Let me back track a little. Since we have bird chasing dogs in the back yard, and since we do most of our viewing out the front window, I designated the front yard as my "bird sanctuary" when we moved here three years ago. I planted butterful bushes, hollies, a dogwood tree, flowers of all sorts, supplied premium bird seed, suet feeders, and purchased a bird bath. Even the neighborhood kids have gotten in on the excitement of so many birds (a 13 year old girl across the street wants me to put a bench in the shade so she can sit and watch), and I've had neighbors stop to gaze in wonder at all the hummingbirds. So far I've been getting mostly sparrrows and dozens of finches, a beautiful pair of doves and the occasional blue bird. Also the occasional grackle or starling, but they hit for a day or two and head on their way. I put a finch feeder in the front window, and we have thoroughly enjoyed watching them all year round, especially as they change colors for the different seasons from mousy brown to bright yellow.

Then, all of a sudden, they all disappeared, even with fresh new food available! Nary a one! I finally saw the problem when a finch sat on the perch of the feeder, and the mockingbird swooped from out of nowhere to chase it away! The scene is replayed over and over throughout the day.
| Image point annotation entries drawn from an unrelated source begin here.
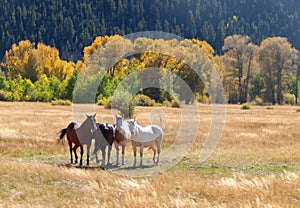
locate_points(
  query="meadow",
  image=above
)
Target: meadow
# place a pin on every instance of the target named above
(255, 164)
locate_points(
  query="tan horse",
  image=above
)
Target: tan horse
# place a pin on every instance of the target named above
(121, 135)
(147, 136)
(80, 134)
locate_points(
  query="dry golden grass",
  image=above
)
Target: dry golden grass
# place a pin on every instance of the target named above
(256, 163)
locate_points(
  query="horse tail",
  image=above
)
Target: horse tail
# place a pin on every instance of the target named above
(62, 135)
(64, 131)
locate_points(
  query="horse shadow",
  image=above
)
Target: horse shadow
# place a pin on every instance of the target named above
(118, 167)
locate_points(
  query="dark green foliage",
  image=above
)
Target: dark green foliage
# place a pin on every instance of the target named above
(72, 25)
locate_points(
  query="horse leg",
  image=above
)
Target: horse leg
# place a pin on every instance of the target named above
(141, 155)
(117, 153)
(108, 154)
(134, 154)
(103, 157)
(71, 155)
(81, 154)
(154, 153)
(88, 154)
(158, 151)
(75, 154)
(123, 152)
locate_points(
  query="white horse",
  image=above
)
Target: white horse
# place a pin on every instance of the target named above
(122, 134)
(145, 137)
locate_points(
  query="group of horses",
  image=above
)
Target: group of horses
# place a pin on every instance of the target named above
(105, 135)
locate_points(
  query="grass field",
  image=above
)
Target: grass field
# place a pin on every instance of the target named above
(256, 162)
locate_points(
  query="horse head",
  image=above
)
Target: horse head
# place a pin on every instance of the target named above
(132, 126)
(91, 122)
(119, 122)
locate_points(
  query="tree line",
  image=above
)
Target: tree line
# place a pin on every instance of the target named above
(264, 73)
(70, 25)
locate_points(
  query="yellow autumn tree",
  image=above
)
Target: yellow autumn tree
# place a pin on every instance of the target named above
(28, 61)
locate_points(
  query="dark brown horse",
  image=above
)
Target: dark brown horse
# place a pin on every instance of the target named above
(80, 134)
(121, 136)
(104, 137)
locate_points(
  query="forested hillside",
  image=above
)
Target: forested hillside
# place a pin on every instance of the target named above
(71, 25)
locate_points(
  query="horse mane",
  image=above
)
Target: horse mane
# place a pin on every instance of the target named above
(71, 125)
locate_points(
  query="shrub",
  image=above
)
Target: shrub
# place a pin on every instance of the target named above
(289, 99)
(259, 101)
(142, 100)
(245, 106)
(106, 102)
(61, 102)
(3, 96)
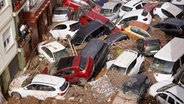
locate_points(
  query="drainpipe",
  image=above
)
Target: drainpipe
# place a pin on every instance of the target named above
(21, 59)
(6, 79)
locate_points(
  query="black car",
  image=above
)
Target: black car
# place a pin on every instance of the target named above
(87, 32)
(99, 51)
(172, 26)
(115, 37)
(148, 46)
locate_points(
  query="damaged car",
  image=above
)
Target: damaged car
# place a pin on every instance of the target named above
(75, 69)
(40, 86)
(133, 90)
(52, 50)
(128, 62)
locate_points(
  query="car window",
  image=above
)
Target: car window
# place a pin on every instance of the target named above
(139, 31)
(127, 9)
(163, 96)
(60, 27)
(65, 73)
(128, 19)
(167, 13)
(168, 26)
(75, 26)
(138, 6)
(144, 13)
(64, 86)
(170, 100)
(47, 51)
(116, 8)
(131, 66)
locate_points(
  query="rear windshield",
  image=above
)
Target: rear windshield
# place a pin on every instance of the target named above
(162, 65)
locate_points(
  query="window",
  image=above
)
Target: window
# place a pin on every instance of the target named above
(7, 39)
(60, 27)
(171, 100)
(116, 8)
(163, 96)
(167, 13)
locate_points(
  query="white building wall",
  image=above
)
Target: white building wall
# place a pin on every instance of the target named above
(8, 44)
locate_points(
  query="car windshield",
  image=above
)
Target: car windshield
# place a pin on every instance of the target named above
(106, 11)
(82, 64)
(64, 86)
(127, 9)
(122, 69)
(162, 65)
(153, 42)
(59, 54)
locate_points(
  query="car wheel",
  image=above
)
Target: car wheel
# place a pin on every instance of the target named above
(82, 81)
(16, 95)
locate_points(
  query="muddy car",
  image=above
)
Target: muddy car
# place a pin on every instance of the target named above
(133, 90)
(75, 69)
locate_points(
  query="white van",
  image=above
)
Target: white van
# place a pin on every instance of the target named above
(169, 59)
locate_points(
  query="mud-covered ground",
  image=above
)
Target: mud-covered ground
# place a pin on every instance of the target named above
(85, 95)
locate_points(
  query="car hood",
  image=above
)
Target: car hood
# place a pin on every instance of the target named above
(153, 89)
(163, 77)
(17, 82)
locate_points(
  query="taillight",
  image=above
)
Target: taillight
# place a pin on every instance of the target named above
(145, 19)
(181, 32)
(144, 44)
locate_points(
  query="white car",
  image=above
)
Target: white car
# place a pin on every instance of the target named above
(129, 62)
(52, 50)
(138, 15)
(40, 86)
(131, 5)
(167, 93)
(63, 29)
(60, 14)
(111, 10)
(167, 10)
And the irritating thing is that the mockingbird doesn't eat any of the food (except the suet), so I've had to move everything out back where we rarely see the birds!

I wouldn't literally kill the mockingbird, as I actually enjoy them for their singing and bug and dust dances. I also have a sentimental connection in that at a former house we had a mockingbird nest that we were keeping an eye on (I can't remember if it had eggs or nestlings), and the mama was killed (maybe by one of my cats, but I'm vague on that memory). The daddy mockingbird cried and cried (well, screeched and screeched would be more like it) for days, I mean to the point where we were in near tears ourselves as he called for his mate to return. Which she didn't do, so he eventually had to abandon the nest. But I respected that he had made such a valient attempt to sing his mate home. (Yes, I know. The more valient thing would have been for him to step up to the plate and actually see the job of parenthood thru to completion, but I'm pretty sure that doesn't happen in the mockingbird world.)

Be that as it may - I don't want this mockingbird claiming my yard as his own and chasing everyone else off! And before you know it, he will have a mate, and they will have babies, and he will be chasing us when we attempt to travel from car to house! (If you've ever been attacked by a mockingbird, you know what I'm talking about!). I've chased him myself, and pounded on the window, etc. And he just looks at me from his rooftop perch, knowing that he has the upper hand in this situation. (Yes, I know I used a lot of bold words in this paragraph. It just illustrates how irritated I am with the situation.)

And, as I said, here we are going into spring. If you have any ideas or methods you've tried to get rid of a nuisance bird, please share your story with me.